Carr played for Carolina after leaving the Texans. He started four games for the Panthers in 2007, lost three of them and generally played poorly. Then it was on to New York, where he backed up the Giants’ Eli Manning for two years. He didn’t start a single game in 2008-09, and threw just 45 passes.
But Carr said he learned valuable lessons from veterans Vinny Testaverde and Jake Delhomme in Carolina, and from Manning, too. Most important, he learned how to be himself.
“Especially those early days in Houston, so many people wanted you to be so many different things,” Carr said. “When you think of how many first-round quarterbacks have come out – a million. And there’s so many different attitudes and teams they go on, and just different ways to go. You find yourself almost trying to be all those people. … Now you just go out on the field and you know what you’re doing. Athletically you can just let it rip.”

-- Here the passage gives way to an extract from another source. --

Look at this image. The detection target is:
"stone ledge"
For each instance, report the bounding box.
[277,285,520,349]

For Carr, part of letting it rip is accepting his unconventional throwing motion. Rather than the classic overhead delivery of NFL quarterbacks from Johnny Unitas to Matt Ryan, Carr tends to gather the ball tight into his shoulder and let it spring away. It looks a little like he’s shot-putting. Other than perhaps a greater chance of getting passes knocked down at the line, Carr’s motion doesn’t seem to affect his results. The ball gets out quickly, and he can make the deep throw. Still, it isn’t pretty.
“I first saw myself in junior high or high school on film, and I was like, ‘It looks different.’ I always thought I came over the top perfect,” Carr said. “No one ever told me I threw it funky. … I’ve tried to change it in the past with coaches. It looks good in drills, and honestly, I can make it look any way you want in practice. When it gets down to a game situation, it comes out like it comes out.”
The Texans tried hard to alter Carr’s delivery. He willingly went along, but it was like swimming upstream. He admits now that he was sometimes thinking more about his mechanics than about which receiver was hot on a given play. It couldn’t have helped his performance.
Carr didn’t really breathe easy until he got to New York. He still remembers the first time he stepped on the field for a 7-on-7 drill with the Giants.
“I’m always curious the first time they see me throw the ball live,” he said. “It looks a little bit different. So I’m sitting there, wondering what they’re gonna say. Not one word was said. They just went on about the looks, about where I was throwing the ball, and we went on. And at that moment I was like, ‘Ah. OK. This is how it’s supposed to be.’ “
In San Francisco, offensive coordinator Jimmy Raye and quarterbacks coach Mike Johnson have tinkered with Carr’s footwork and weight transfer. No one has said a thing about his delivery, which again has come as a relief.
“I’m 30 yrs old,” Carr said. “It’s not gonna change.”
His receivers certainly don’t care. “I mean, you’re kind of told when you first become a receiver to like watch the ball leave the quarterback’s hand,” Josh Morgan said. “But in true game situations, you can’t see the quarterback. You just got to see it when it gets there anyway.”
Carr was first attracted to the 49ers because of the weapons they have on offense, and because Raye likes to take the occasional deep shot down the field. He also was keen to return to California. Carr still has family in Bakersfield, and his younger brother is a freshman at Fresno State.
The former No. 1 still believes he can be a star quarterback in the NFL if he gets the right opportunity. He just prefers not to dwell on the race to get there.
“God’s put me in this situation for a reason,” Carr said. “He’s given me the talent and the drive to do what I do, and honestly, I don’t lose sleep over it at all, over any situation I’ve been in in the last couple of years. And they’ve all been very similar. I’m gonna get my shot again, and when I do I’ll make sure I make everyone proud that’s been watching me and rooting for me all along.”